The Spectral Erythemic Reaction of the Human Skin to Ultra-Violet Radiation

Abstract
Radiation from a quartz Hg lamp was passed through a large monochromator, and through an exit slit so adjusted as to allow isolation of a narrow band of wave lengths. Erythemic response of human skin to various wave-lengths in the XJ.-V. spectrum was measured by adjusting the slit so as to allow the radiation from a particular region of the U.-V. spectrum to fall on the untanned skin of the arm, just long enough to produce a perceptible and brief (24 hrs.) erythema.
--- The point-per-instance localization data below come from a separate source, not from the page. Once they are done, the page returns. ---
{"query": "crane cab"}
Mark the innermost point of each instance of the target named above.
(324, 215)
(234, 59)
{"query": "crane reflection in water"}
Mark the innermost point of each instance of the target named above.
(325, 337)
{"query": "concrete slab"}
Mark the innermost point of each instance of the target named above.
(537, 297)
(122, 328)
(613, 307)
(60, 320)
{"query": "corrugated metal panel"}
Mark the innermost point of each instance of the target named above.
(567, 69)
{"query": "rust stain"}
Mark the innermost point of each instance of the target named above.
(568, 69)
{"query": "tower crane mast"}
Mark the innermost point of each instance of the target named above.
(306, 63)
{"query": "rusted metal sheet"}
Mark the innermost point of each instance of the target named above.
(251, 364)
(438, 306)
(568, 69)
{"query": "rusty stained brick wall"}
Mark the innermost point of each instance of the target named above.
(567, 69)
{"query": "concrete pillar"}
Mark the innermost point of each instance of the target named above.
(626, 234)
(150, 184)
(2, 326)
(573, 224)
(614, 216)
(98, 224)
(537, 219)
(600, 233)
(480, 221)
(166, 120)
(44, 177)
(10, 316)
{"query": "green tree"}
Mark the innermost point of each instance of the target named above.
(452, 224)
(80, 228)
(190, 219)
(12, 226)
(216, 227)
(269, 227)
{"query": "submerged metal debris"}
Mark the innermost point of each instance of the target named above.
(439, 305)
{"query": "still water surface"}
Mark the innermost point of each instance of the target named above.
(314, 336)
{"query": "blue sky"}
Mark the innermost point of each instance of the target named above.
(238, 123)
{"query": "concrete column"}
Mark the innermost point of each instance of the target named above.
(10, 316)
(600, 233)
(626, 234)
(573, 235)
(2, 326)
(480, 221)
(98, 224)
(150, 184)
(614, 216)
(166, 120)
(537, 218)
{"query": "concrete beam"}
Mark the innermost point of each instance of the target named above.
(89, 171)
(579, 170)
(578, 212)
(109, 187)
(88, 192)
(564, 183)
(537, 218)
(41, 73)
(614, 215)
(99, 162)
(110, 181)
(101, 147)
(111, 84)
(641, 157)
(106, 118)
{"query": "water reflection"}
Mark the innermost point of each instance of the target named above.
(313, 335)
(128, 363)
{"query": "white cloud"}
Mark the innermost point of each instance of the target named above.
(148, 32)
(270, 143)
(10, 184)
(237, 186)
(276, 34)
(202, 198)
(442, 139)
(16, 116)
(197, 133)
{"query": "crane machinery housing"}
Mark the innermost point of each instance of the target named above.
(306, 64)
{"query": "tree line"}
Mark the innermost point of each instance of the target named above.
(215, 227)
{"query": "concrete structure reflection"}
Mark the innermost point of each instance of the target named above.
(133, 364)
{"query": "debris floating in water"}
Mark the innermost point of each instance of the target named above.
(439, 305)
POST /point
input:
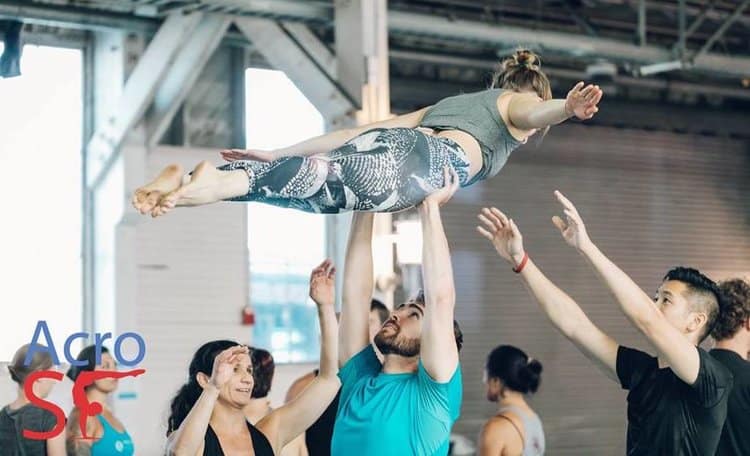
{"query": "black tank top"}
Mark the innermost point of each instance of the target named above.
(261, 445)
(318, 436)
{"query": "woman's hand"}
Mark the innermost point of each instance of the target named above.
(224, 365)
(581, 102)
(503, 233)
(441, 196)
(323, 284)
(572, 229)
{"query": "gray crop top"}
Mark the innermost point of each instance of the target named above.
(476, 114)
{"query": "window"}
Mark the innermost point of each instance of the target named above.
(40, 234)
(284, 244)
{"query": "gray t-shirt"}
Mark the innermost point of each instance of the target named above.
(12, 424)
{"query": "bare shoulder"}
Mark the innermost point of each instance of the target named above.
(501, 428)
(269, 425)
(299, 385)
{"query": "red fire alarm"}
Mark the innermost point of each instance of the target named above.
(248, 316)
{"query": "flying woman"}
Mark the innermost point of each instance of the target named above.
(385, 166)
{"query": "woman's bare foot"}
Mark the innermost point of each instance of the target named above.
(146, 198)
(207, 185)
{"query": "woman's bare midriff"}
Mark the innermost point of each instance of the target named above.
(467, 143)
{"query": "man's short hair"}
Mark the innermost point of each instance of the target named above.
(736, 309)
(703, 295)
(263, 370)
(457, 333)
(381, 309)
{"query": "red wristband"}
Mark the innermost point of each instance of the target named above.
(522, 265)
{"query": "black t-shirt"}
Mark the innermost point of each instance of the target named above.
(12, 424)
(666, 416)
(261, 445)
(735, 438)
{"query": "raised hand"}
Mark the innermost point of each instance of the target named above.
(503, 233)
(247, 154)
(323, 284)
(224, 364)
(450, 186)
(572, 228)
(582, 102)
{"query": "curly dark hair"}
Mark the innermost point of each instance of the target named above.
(736, 309)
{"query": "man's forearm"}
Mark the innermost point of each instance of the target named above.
(633, 301)
(437, 269)
(329, 341)
(358, 265)
(564, 313)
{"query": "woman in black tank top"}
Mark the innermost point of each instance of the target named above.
(208, 410)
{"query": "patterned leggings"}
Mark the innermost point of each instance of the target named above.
(381, 170)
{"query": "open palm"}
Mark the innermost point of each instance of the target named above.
(323, 284)
(572, 228)
(503, 233)
(582, 101)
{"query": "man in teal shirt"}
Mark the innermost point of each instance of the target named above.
(407, 404)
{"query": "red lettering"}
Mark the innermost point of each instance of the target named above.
(86, 409)
(28, 388)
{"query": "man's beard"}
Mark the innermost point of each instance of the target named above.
(390, 345)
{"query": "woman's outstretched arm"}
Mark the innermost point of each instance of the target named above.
(324, 143)
(526, 111)
(292, 419)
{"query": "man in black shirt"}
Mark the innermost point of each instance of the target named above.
(732, 335)
(678, 400)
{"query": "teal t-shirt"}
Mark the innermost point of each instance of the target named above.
(393, 414)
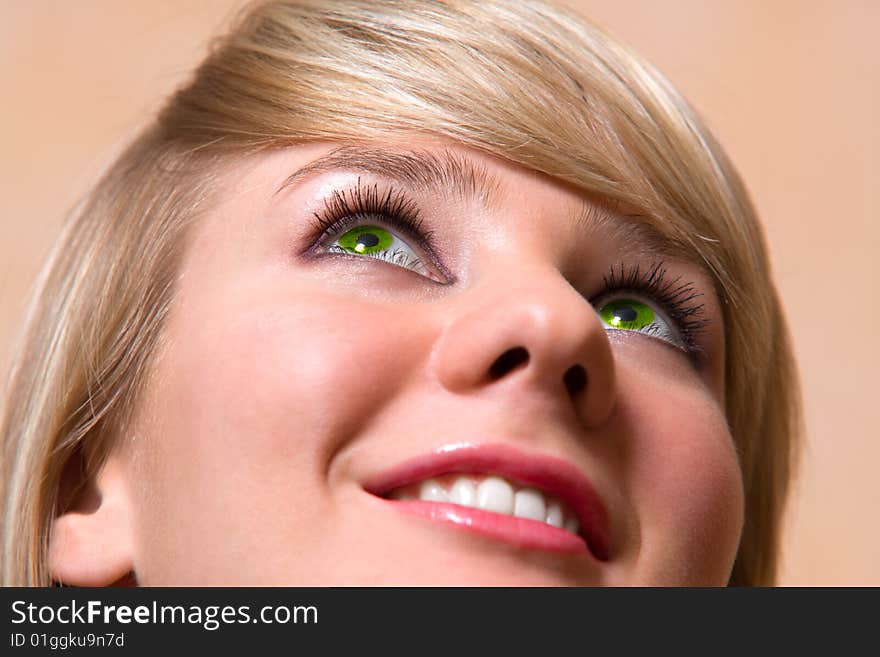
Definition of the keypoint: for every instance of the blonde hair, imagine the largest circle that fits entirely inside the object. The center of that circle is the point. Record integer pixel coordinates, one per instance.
(526, 81)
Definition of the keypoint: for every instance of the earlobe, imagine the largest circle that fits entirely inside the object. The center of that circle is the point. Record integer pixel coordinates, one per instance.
(90, 543)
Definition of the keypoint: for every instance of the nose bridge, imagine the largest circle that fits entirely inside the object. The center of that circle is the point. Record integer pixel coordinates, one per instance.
(532, 325)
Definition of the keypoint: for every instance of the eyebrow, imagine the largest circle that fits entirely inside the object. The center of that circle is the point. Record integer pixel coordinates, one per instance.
(440, 171)
(444, 171)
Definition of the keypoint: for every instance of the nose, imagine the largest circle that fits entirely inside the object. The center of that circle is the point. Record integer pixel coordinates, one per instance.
(537, 328)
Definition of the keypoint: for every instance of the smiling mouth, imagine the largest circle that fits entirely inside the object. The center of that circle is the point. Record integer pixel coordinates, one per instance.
(494, 494)
(527, 500)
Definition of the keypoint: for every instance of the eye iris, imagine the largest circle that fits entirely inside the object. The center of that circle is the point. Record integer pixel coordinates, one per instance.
(627, 314)
(366, 240)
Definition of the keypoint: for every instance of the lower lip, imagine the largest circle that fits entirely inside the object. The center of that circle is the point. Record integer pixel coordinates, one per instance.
(520, 532)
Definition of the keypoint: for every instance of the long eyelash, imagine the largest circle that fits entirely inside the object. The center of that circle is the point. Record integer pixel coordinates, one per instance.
(678, 298)
(364, 202)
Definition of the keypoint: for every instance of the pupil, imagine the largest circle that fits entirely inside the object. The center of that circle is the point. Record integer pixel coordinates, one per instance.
(368, 239)
(625, 314)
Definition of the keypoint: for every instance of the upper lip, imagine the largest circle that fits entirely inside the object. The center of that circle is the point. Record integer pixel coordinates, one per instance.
(546, 473)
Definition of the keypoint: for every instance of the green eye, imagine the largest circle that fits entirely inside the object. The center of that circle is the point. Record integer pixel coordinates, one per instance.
(366, 240)
(626, 314)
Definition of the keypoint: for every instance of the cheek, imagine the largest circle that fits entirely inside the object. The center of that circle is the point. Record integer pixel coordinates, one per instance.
(248, 414)
(685, 483)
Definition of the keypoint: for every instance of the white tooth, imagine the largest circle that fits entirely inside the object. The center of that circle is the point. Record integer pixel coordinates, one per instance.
(529, 503)
(431, 491)
(463, 492)
(495, 494)
(554, 514)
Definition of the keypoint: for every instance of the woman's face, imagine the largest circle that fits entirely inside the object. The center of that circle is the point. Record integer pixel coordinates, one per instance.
(405, 365)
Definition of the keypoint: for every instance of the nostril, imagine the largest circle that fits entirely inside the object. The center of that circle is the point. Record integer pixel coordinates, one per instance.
(575, 379)
(508, 361)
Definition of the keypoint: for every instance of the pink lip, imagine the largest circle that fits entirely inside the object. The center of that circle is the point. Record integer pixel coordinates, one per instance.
(549, 474)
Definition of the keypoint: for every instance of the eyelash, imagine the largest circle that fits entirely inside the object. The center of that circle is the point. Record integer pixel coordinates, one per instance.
(348, 208)
(674, 296)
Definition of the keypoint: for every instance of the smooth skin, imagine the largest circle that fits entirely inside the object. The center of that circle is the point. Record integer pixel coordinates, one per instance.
(289, 377)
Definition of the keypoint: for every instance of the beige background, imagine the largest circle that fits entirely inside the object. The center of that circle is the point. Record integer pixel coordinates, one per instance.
(791, 89)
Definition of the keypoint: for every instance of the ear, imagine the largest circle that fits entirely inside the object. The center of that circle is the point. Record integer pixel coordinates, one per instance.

Readings of the minimum time of exposure required to produce such an erythema, at different wavelengths, give a curve which shows that the erythemic response is nil at below 313 m[mu]; increases rapidly with decrease in wave-length, reacting a maximum (taken as 100) at around 297 m[mu], and falling sharply to a minimum at around 280 m[mu]; to this point, the present data agree admirably with those of Hausser and Vahle and of Luckiesh, Holladay, and Taylor; at wave-lengths shorter than 280 m[mu], the erythema response increases rapidly with decrease in wave length, but the present data show a much more gradual increase of sensitivity, and a lower value at 250 m[mu]. than the data of the other investigators. Reducing the intensity (by a glass filter) to 1/4 when exposing 4 times as long gave, at 279 m[mu], substantially the same effect as the standard intensity and duration. To produce minimum perceptible erythema on 1 sq. cm. of untanned skin, using monochromatic radiation of 297 m[mu], required about 500,000 ergs. The authors comment on the need and difficulty of devising a standard unit of radiation, and an inanimate dosage-meter.